If she shot a third man, they’d know where she was, leaving three to chase her. All four were hidden in the leaves on the ground between buttresses of Ficus trees, but she knew where they all were. She thought about it. She could still see one of them. There was no sign of help, but at least she wasn’t being soaked by the rain where she was. Better to wait.
From her position, she could hear a man on a sat phone calling for backup and giving coordinates for their location. With a heavier weapon, she could have shot him right through the buttress root he was hiding behind. She listened for names and details, but nothing of what was said made any sense to her.
An eternity later, the men stirred. They started calling to each other in low voices, trying to assess their situation. Finally, one stood up. Pip shot him, then the other soldier who had his back to her, not ten feet away. That left two. But those two knew roughly where her shots came from but not who took the shots. By now, her comrades must know she was missing, or maybe had heard the shots and were just being cautious. A line of leaf-cutter ants marched down the tree right through her line of vision and along the top of the buttress root she was hiding behind. It seemed funny to see these industrious little bugs strolling jauntily through a gunfight with their colourful leafy prizes like nothing of importance was going on. She had fleeting thoughts about watching the march. Another time, maybe. While she’d shot the other two men, the remaining two had taken the opportunity to improve their camouflage. It was a waiting game. They all knew it. Whoever moved first would be the first to die. Pip thought back to what she’d been taught since arriving in the guerrilla community, racking her brain for what to do in these circumstances. She decided to dig in. There was no leaf litter where she was and no shovel. The ground was harder than she’d expected. Nope, digging in wasn’t an option. The rain had stopped too, and a stillness settled as a blanket of mist started to rise out of the ground.
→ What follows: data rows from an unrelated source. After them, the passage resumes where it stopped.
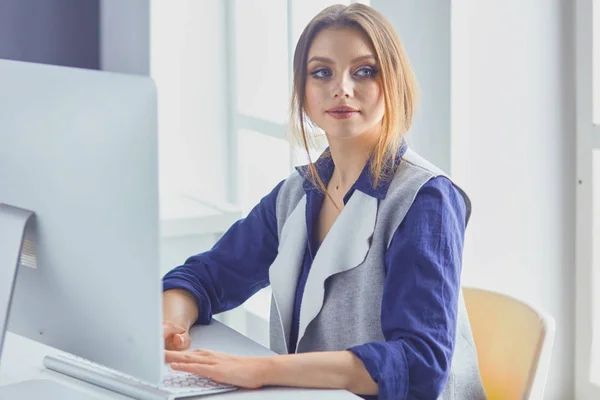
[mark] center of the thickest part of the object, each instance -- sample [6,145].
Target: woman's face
[343,91]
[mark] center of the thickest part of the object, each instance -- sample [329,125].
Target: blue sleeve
[420,297]
[236,267]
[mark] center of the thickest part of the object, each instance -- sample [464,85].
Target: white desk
[22,360]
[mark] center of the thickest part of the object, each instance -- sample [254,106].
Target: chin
[343,132]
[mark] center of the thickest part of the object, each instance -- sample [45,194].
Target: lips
[342,112]
[342,109]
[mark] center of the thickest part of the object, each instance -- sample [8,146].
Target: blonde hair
[396,78]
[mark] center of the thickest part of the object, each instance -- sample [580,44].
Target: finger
[187,357]
[204,352]
[207,371]
[170,329]
[182,341]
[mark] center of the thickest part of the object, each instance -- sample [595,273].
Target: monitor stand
[16,248]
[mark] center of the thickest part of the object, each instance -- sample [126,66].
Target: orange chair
[514,344]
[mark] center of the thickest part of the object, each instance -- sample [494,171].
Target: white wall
[513,150]
[186,58]
[125,36]
[424,29]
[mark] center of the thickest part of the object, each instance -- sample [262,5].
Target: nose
[343,87]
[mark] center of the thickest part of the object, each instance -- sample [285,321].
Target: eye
[321,73]
[366,72]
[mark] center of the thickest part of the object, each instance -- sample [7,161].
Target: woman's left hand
[246,372]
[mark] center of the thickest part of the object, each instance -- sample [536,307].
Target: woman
[362,248]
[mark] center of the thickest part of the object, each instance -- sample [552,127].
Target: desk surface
[22,360]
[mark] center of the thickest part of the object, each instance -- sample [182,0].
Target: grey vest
[341,306]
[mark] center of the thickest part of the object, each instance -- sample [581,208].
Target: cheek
[376,101]
[313,100]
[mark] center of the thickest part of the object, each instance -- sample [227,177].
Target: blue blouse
[420,294]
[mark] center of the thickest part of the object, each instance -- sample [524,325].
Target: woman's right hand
[176,336]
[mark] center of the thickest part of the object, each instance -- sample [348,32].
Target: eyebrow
[330,61]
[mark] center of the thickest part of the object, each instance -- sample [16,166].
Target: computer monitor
[78,148]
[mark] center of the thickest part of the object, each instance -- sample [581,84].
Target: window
[224,73]
[587,38]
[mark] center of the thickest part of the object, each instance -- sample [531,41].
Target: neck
[350,157]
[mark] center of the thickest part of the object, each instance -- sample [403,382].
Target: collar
[365,182]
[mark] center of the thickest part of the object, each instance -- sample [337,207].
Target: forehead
[331,42]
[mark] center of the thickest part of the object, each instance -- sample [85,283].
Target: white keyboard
[175,384]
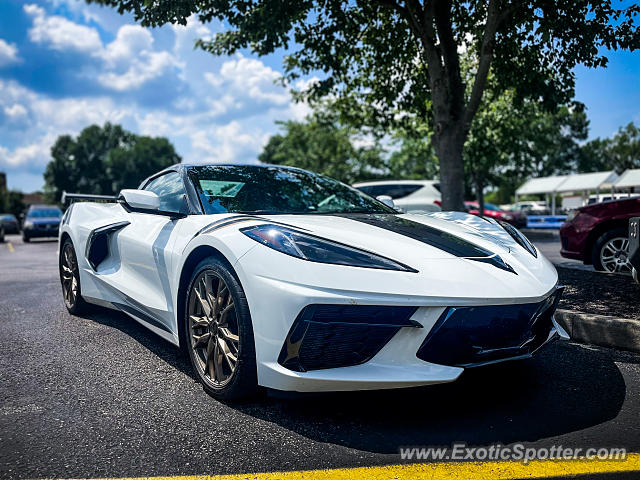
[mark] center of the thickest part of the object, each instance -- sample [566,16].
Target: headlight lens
[315,249]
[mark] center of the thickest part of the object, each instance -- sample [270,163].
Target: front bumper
[41,232]
[276,304]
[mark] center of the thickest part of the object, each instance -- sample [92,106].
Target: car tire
[617,237]
[70,273]
[218,329]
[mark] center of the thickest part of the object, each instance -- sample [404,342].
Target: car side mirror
[387,200]
[139,199]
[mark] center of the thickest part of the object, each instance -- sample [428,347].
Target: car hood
[421,241]
[44,220]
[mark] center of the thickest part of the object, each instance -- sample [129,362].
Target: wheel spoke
[201,341]
[227,335]
[229,357]
[223,314]
[213,325]
[198,321]
[203,303]
[211,346]
[208,288]
[217,361]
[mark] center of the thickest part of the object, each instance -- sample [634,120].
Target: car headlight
[316,249]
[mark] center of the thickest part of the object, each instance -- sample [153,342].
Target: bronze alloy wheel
[213,329]
[69,275]
[614,255]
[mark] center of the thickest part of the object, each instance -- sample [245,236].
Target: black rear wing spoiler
[83,196]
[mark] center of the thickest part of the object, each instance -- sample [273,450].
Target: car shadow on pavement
[565,388]
[160,347]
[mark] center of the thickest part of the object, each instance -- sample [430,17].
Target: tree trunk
[479,188]
[449,144]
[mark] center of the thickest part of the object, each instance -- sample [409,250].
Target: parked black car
[10,223]
[41,221]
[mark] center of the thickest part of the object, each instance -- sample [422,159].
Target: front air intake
[331,336]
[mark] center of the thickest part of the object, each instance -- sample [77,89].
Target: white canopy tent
[628,180]
[580,182]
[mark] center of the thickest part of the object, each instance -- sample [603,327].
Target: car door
[145,247]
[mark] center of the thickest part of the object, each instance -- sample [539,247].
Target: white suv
[417,196]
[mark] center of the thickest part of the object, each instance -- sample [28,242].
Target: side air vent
[331,336]
[98,243]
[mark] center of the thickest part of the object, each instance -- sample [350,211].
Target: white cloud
[252,79]
[228,143]
[62,34]
[224,110]
[133,60]
[36,154]
[147,66]
[8,53]
[129,61]
[15,111]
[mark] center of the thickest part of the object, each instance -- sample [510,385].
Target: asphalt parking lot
[100,396]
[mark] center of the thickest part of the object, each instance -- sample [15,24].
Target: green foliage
[322,145]
[104,160]
[11,202]
[512,140]
[618,153]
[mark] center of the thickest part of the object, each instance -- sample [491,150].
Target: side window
[170,188]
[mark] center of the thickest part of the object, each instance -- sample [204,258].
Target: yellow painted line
[442,471]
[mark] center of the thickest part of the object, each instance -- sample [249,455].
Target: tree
[322,145]
[404,55]
[512,140]
[104,160]
[11,202]
[618,153]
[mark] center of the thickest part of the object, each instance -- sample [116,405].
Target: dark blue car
[41,221]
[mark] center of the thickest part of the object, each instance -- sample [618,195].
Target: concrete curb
[613,332]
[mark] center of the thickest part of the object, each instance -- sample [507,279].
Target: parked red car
[598,234]
[517,219]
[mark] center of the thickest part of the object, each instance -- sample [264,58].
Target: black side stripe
[435,237]
[236,219]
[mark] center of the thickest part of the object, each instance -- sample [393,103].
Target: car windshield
[256,189]
[44,213]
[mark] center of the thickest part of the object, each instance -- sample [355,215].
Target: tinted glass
[253,189]
[44,213]
[394,191]
[170,188]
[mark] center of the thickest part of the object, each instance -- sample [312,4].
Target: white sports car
[287,279]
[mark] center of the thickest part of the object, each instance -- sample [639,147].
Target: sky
[65,65]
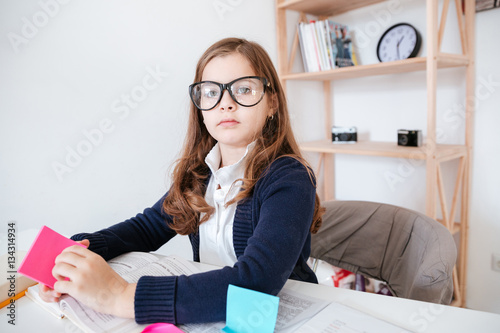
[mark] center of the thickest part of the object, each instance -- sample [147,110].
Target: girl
[240,190]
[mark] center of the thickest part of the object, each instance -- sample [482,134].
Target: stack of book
[325,45]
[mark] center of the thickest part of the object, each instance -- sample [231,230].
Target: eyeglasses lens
[244,91]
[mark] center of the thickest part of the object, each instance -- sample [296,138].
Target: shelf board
[444,60]
[326,7]
[385,149]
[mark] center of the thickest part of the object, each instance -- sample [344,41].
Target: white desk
[412,315]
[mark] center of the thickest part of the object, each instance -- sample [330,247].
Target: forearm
[145,232]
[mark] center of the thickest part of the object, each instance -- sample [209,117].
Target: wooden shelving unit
[432,153]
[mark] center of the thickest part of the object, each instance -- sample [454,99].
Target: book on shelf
[326,45]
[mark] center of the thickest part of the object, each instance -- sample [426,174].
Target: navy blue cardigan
[271,240]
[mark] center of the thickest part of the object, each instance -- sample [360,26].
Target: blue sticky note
[250,311]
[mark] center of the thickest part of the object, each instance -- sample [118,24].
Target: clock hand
[397,46]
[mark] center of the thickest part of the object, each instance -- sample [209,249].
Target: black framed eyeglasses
[246,91]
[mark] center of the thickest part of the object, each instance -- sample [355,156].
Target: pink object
[41,257]
[161,328]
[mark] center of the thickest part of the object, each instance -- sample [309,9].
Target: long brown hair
[186,199]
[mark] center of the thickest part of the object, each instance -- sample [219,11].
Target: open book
[297,312]
[131,266]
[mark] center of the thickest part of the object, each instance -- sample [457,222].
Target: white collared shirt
[216,234]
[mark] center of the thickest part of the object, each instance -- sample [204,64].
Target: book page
[131,266]
[93,321]
[52,308]
[165,266]
[339,318]
[296,307]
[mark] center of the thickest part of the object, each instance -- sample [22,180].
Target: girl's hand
[48,294]
[93,282]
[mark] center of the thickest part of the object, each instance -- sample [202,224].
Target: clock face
[400,41]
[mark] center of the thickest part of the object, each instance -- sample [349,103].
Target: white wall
[69,74]
[66,69]
[379,106]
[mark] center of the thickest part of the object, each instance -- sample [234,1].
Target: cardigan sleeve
[145,232]
[283,203]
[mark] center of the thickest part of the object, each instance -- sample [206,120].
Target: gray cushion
[413,253]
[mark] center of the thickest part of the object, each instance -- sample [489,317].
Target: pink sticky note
[41,257]
[161,328]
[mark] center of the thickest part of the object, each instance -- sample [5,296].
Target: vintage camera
[410,138]
[344,134]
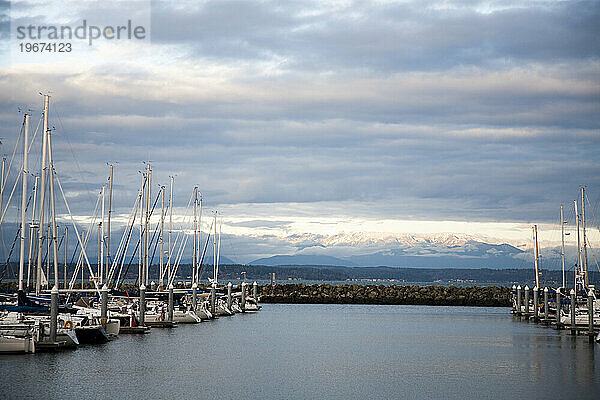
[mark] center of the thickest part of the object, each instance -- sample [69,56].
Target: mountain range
[431,251]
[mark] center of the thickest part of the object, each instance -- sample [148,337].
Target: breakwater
[490,296]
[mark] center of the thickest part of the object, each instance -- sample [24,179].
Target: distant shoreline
[488,296]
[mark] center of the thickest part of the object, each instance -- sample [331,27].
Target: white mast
[218,252]
[585,276]
[140,257]
[170,225]
[42,196]
[66,253]
[562,234]
[32,230]
[101,242]
[162,229]
[537,258]
[110,179]
[215,250]
[195,256]
[146,235]
[2,183]
[23,199]
[53,213]
[578,267]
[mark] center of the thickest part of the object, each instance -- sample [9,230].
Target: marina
[350,351]
[47,314]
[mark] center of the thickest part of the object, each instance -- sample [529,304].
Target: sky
[322,118]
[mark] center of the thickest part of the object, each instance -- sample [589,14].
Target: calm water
[323,351]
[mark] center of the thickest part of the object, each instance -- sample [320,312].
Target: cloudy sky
[321,118]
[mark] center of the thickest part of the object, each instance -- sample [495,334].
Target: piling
[243,298]
[591,315]
[104,304]
[213,295]
[143,305]
[573,309]
[536,304]
[546,308]
[229,285]
[170,303]
[53,313]
[526,302]
[194,296]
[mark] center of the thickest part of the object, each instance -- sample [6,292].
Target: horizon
[333,129]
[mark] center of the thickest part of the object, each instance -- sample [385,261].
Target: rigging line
[186,218]
[143,233]
[88,235]
[201,271]
[77,234]
[66,136]
[10,254]
[123,244]
[10,197]
[12,158]
[85,241]
[30,144]
[118,277]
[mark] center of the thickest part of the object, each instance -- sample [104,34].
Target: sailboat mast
[53,213]
[2,183]
[585,270]
[162,231]
[195,255]
[537,258]
[140,257]
[170,225]
[101,242]
[578,265]
[218,252]
[24,200]
[215,249]
[66,254]
[562,234]
[42,195]
[107,263]
[32,231]
[146,236]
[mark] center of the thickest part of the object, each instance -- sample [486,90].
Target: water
[323,351]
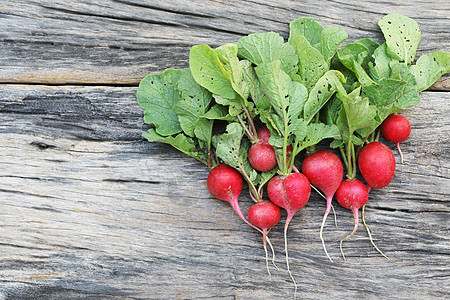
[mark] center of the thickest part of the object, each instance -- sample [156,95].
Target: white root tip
[321,236]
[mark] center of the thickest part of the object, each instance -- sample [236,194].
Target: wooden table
[91,210]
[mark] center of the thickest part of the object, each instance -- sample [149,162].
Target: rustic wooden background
[90,210]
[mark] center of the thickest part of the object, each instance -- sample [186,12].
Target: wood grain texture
[90,210]
[121,41]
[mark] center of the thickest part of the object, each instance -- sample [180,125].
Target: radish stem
[400,152]
[355,213]
[323,223]
[288,220]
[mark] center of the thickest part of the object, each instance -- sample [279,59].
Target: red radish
[225,183]
[396,128]
[377,165]
[324,170]
[264,134]
[262,156]
[352,194]
[264,215]
[290,192]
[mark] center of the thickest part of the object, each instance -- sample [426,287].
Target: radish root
[370,235]
[355,213]
[273,253]
[288,220]
[321,236]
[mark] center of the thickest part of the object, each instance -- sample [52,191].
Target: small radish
[377,165]
[324,170]
[352,194]
[290,192]
[262,156]
[264,215]
[225,183]
[396,128]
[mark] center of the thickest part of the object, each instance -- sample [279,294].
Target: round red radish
[377,165]
[264,134]
[396,128]
[262,156]
[290,192]
[225,183]
[264,215]
[352,194]
[324,170]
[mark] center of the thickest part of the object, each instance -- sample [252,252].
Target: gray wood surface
[90,210]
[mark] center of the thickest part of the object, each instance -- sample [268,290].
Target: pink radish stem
[400,152]
[355,214]
[288,220]
[329,198]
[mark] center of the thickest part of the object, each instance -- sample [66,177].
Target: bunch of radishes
[250,111]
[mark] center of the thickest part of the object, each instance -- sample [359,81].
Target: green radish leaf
[209,72]
[317,132]
[356,57]
[380,68]
[395,93]
[356,113]
[195,101]
[260,48]
[275,84]
[308,28]
[158,97]
[181,142]
[286,97]
[330,111]
[232,148]
[257,94]
[218,112]
[429,68]
[327,85]
[203,130]
[228,56]
[311,64]
[402,36]
[330,40]
[336,143]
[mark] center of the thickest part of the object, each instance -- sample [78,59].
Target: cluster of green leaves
[381,80]
[304,90]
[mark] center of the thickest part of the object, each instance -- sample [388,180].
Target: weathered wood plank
[88,209]
[121,41]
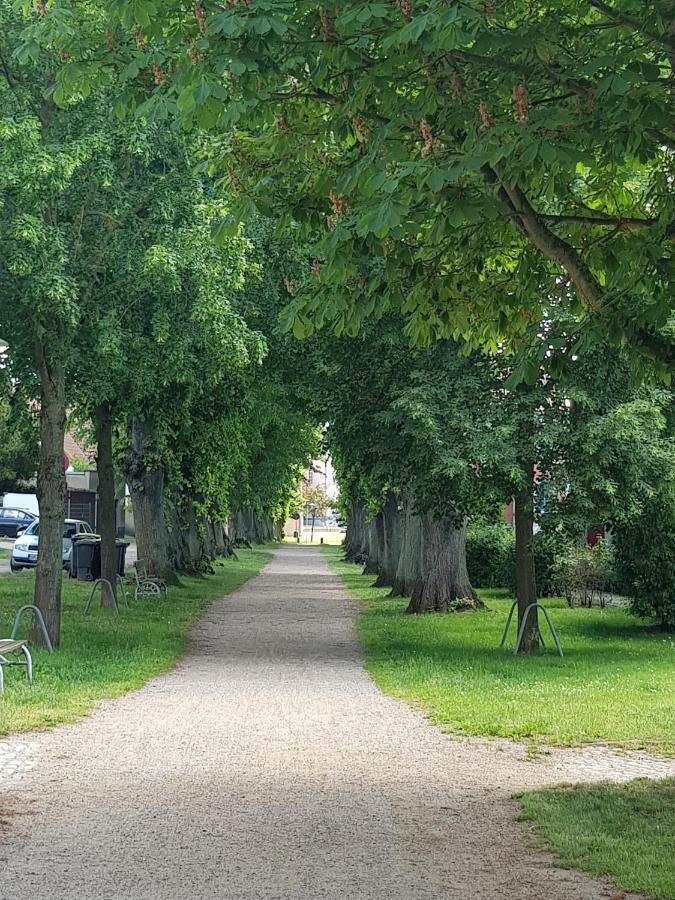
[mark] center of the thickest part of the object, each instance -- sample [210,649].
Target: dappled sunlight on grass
[614,684]
[102,655]
[626,832]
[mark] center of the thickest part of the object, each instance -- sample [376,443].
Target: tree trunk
[51,494]
[146,485]
[443,585]
[391,542]
[374,538]
[354,535]
[526,587]
[120,512]
[106,503]
[409,564]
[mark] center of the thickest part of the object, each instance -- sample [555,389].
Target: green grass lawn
[102,655]
[626,832]
[614,684]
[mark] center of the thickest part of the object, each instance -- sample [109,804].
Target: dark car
[12,521]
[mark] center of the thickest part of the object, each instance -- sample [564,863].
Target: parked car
[25,549]
[13,520]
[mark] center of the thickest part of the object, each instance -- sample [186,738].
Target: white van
[22,501]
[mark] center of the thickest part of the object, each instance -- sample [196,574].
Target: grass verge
[614,683]
[102,655]
[625,832]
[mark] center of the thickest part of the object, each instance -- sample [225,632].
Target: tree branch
[569,259]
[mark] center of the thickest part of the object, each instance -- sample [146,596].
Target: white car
[25,549]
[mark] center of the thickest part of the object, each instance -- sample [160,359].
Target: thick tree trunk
[391,542]
[444,581]
[526,587]
[51,493]
[409,564]
[120,512]
[146,485]
[106,503]
[374,539]
[354,537]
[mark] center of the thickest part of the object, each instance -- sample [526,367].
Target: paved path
[267,765]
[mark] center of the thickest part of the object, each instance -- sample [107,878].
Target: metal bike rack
[521,630]
[40,621]
[99,583]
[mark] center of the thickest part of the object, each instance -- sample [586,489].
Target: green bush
[583,574]
[645,560]
[490,555]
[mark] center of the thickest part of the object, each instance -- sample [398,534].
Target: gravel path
[267,765]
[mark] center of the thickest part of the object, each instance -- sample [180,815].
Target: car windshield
[68,529]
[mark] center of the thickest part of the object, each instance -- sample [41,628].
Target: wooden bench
[9,647]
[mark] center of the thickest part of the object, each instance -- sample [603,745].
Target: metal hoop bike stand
[37,614]
[521,630]
[99,583]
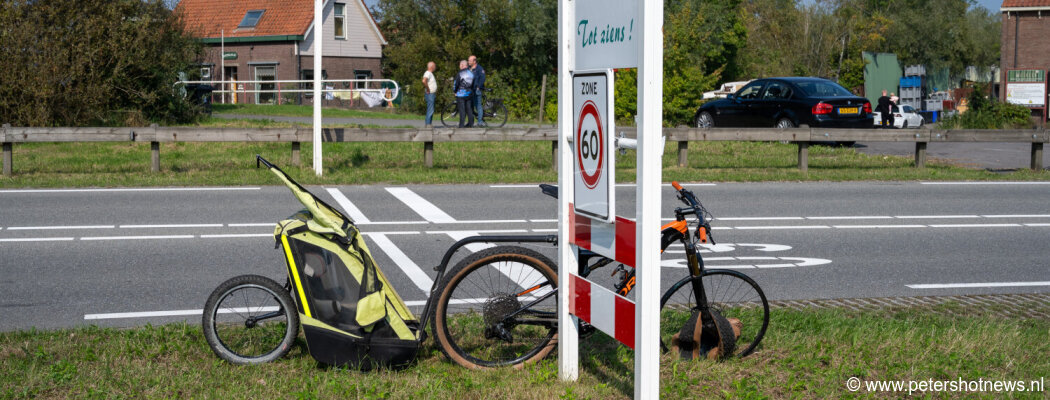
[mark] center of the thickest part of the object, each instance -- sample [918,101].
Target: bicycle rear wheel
[449,116]
[733,295]
[250,319]
[498,308]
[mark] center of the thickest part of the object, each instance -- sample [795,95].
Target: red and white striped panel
[614,240]
[607,311]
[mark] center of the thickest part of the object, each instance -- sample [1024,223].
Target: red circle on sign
[590,180]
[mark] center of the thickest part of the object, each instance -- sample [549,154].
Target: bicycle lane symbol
[741,262]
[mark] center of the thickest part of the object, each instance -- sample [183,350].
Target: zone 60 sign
[593,163]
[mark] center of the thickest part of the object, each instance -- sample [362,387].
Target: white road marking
[39,239]
[137,237]
[975,226]
[792,262]
[352,211]
[852,217]
[982,285]
[230,235]
[425,209]
[1019,216]
[172,226]
[123,190]
[936,216]
[984,183]
[785,227]
[61,228]
[760,218]
[878,226]
[406,265]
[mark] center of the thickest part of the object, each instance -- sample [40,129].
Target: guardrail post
[803,156]
[920,154]
[1036,155]
[553,154]
[295,153]
[8,169]
[428,154]
[683,153]
[154,151]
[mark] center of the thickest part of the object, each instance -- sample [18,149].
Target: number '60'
[589,145]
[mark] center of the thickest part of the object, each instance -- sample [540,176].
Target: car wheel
[704,120]
[784,123]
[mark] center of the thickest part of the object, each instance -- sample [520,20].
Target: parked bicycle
[496,111]
[495,308]
[499,307]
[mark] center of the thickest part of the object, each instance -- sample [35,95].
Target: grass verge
[806,354]
[217,164]
[295,110]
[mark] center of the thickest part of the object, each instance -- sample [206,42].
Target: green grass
[295,110]
[806,354]
[217,164]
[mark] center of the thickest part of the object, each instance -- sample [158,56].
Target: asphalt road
[132,256]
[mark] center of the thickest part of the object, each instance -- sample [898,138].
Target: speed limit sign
[592,139]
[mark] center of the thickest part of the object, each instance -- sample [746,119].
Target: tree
[98,62]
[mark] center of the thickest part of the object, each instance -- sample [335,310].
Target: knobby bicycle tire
[230,331]
[733,294]
[473,324]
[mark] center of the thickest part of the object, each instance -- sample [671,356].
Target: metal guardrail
[801,137]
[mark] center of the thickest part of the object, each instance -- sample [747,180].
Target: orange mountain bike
[499,308]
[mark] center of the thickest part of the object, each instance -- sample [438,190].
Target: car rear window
[823,89]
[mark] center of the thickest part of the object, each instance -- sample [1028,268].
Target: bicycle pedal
[586,330]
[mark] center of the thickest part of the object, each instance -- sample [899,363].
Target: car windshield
[822,89]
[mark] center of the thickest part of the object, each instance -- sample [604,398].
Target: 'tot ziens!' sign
[607,36]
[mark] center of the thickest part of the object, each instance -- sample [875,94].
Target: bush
[92,62]
[986,113]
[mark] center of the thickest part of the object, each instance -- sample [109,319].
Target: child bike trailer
[350,313]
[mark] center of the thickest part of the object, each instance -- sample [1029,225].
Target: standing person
[429,91]
[479,86]
[883,108]
[464,87]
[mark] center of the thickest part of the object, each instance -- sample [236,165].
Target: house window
[251,18]
[308,75]
[267,91]
[361,74]
[340,21]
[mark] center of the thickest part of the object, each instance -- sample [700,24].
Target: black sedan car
[786,103]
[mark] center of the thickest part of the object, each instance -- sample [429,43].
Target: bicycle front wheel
[449,116]
[250,319]
[734,295]
[498,308]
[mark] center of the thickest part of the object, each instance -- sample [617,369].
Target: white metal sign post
[318,40]
[599,35]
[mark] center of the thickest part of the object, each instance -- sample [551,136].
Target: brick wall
[288,66]
[1032,45]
Staying still and quiet was still the best option. Why wasn’t anyone looking for her? The noises from the soldiers she’d shot and wounded had long since subsided. Had they bled out, or had they taken the boat? That wasn’t likely, she decided. They’d probably passed out or died. There had been no sound from the motorboat, so it had to be wherever the soldiers had left it.
Gradually, she became aware that there were other people in the vicinity. Like ghosts, they appeared. She heard the quiet spitting of two other AM-15s. Suddenly, there was chatter. Her comrades found her before she could do anything rash. The group leader came and personally thanked her for her vigilance and the cool manner in which she’d handled herself. “You know," he said, “If any of these men had escaped, the entire encampment would have been in danger. We would have had to abandon our present sites and relocate. That takes effort and time. We’ve done it many times. We’ve learned to our sorrow what a moment’s leniency can bring us.”
“How do we know that was all of them?” she asked.
A launch drifted into sight from around the corner.
“Down,” he said quietly. They both fell flat for cover. "Time to go, Pip. We’re low on ammo.”
“Wait. Let’s use the guns the guys we just killed were going to use on us.” He nodded. “Follow me," she said and led her Capo to the weapons she'd tossed out of reach of the men she'd shot. Re-armed with army-issue weapons, her crew crept to the river's edge and settled in, waiting to see if the patrol boat would approach close enough to engage.
A motor started. When the boat rounded the corner, the fifteen soldiers in the boat were riddled with bullets.